I do wonder how people reacted to Timothy's Monster who got into them way later on, be that with Love Cult or HMF for example… It's a funny thing with that one. It's very lo-fi, the mixing is quite unconventional, and although Trust Us or The Tower do sound better from a common viewpoint, everytime I listen to it I think it sounds perfect and huge and intimate and should be the industry standard to aspire to. Though of course creatively there should never be such a thing.
And on a side note, this being a somewhat nostalgic thread, I'd like to point out that to me Kenneth is/was AWESOME and was a blessing for the band!
and also:
Un massive monster Chien 2017 >>>>>>>>> Un petit chouchou 1997
I don't miss anything because it's all there to listen to, and hey, there's A Boxful Of Demons, too. Would a Sheer Profoundity type song written and played in 2018 top the old one? That was young fervour and attitude. Now they have old class and attitude. Their heavyness nowadays is different as 50 year old rockers and it shows in Through The Veil (oh I WOULD love them to do a Unicorn sequel!) or not so obviously in The Promise or Ship Of Fools. Intricate heavyness with an ear for detail and no desire to repeat the olde days. AC/DC this is not. And seeing them live since '95 I'd even say nowadays they're heavier than ever. It's just the playing and writing that have become more sophisticated. So you probably miss some sort of primitive ooomph, which I can totally relate to. But as said, there's the old records to go back to. And not too few, luckily. I did miss a bit what you seem to be missing now during the Cake/Lovecult phase (then again, the 2002 Norsemen DVD is massive as fuck), but ohmygod that's already a lifetime ago anyway.

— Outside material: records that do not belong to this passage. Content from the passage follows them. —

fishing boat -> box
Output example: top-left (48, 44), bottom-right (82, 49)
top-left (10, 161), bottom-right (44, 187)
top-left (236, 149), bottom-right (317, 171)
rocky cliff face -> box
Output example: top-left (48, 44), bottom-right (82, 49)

yes. Quite sure because of the circle logo on the headstock.
They're surely no strangers to pot and shrooms for leisure, maybe some jamming and reaching for ideas thrown in, but eventually you can't write and perform this music when you're high. They're hard working pros and musically driven and totally focused. As easy as that. Drugs are way overrated when it comes to creativity.
That said I've been seriously baked when I've heard Motorpsycho the first time ever (and it was the full Demon Box album) and it was also the last time ever. Who needs drugs if you got Motorpsycho?